Honorific-Prefix: | Reverend Father |
Panteleymon Shpylka | |
Office: | Head of the Council of the Komancza Republic |
Term Start: | 4 November 1918 |
Term End: | 23 January 1919 |
Predecessor: | Office created |
Successor: | Office abolished |
Office2: | Parish priest of the St. Onuphrius Church in Wisłok Wyzhniy |
Term Start2: | 1917 |
Term End2: | 1919 |
Birth Name: | Panteleymon Shpylka Пантелеймон Шпилька |
Birth Date: | 20 October 1883 |
Birth Place: | Dmytrovychi, Austro-Hungarian Empire (present day Lviv Oblast, Ukraine) |
Death Place: | Winnipeg, Canada |
Party: | Non-partisan |
Education: | Major Greek-Catholic Theological Seminary in Przemyśl |
Profession: | Cleric, Greek Catholic priest, politician |
Panteleymon Shpylka (Ukrainian: Пантелеймон Шпилька; 20 October 1883 – 5 March 1950) was a Ukrainian Greek Catholic clergyman. He was a co-founder and Head of the Council (Ukrainian: Голова Повітової Української Національної Ради) of the Komancza Republic, a short-lived microstate, an association of thirty-three Lemko villages, seated in Komańcza in eastern Lemkivshchyna from 4 November 1918 until 23 January 1919.

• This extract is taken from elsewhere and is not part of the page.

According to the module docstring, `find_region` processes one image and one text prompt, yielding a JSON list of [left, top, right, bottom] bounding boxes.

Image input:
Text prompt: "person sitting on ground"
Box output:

Fr. Shpylka was born in, Kingdom of Galicia and Lodomeria, Austro-Hungarian Empire in a Ukrainian Greek-Catholic family. After graduated the Ukrainian Gymnasium in Przemyśl in 1904,[1] he subsequently joined the Major Greek-Catholic Theological Seminary in Przemyśl, and after graduation and marriage, was ordained a priest on 15 March 1910, for the Eparchy of Przemyśl, Sambir and Sanok by Bishop Kostyantyn Chekhovych. In 1917 he was appointed as a parish priest in St. Onuphrius church in Wisłok Wyzhniy.[2]

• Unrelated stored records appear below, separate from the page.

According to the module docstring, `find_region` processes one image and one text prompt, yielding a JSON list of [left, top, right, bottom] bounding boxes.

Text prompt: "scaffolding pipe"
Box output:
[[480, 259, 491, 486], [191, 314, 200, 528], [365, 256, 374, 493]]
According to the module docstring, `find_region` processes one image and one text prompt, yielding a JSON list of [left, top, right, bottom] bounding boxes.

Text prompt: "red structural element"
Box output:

In the autumn of 1918 Austro-Hungarian Empire collapsed and was replaced by multiple successor states. In the village where Fr. Shpylka was a parish priest, began a popular movement. With his support was convened a meeting of the inhabitants of a closer villages. On 4 November 1918, more than 70 delegates from the surrounding villages came to the People's Assembly to Wisłok Wyzhniy. The delegates decided to join a new proclaimed West Ukrainian People's Republic in Lviv, but of a distance and a war time was organised an Eastern Lemko Republic. Among other acts, also Fr. Shpylka was elected as a Head of the Council of the Republic.[3] Later, he went to neighbouring countries, trying to attract the military and financial resources necessary for the Republic's existence, but did not succeed on this ground.[4] When the army of another newly proclaimed state, Second Polish Republic, entered the territory of Komancza Republic, he avoided arrest, because he was in Czechoslovakia.

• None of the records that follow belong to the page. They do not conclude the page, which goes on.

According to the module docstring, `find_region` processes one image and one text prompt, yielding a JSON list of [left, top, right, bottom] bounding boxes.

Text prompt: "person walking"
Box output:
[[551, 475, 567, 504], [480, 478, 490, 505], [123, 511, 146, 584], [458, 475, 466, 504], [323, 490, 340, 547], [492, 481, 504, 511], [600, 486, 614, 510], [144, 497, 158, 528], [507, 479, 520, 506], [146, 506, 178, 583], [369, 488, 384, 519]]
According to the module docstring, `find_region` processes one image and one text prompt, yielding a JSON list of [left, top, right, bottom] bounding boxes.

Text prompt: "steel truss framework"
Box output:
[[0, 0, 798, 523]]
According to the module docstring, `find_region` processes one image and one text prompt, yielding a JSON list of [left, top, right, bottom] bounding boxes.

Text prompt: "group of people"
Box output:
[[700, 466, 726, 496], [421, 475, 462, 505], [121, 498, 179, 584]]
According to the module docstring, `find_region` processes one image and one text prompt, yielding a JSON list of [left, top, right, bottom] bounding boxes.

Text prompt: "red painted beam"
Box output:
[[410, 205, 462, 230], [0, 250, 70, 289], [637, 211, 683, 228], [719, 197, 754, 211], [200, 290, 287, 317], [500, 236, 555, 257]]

Later years he spent as priest in Zakarpattia (1919–1944) and after the World War II he lived in a displaced persons camp in Regensburg, Germany, where worked as a priest and catechist among the Greek-Catholics (1944–1948). The last year of his life he spent in Canada, where served as an assistant priest in the St. Michael church in Dauphin, Manitoba.[2]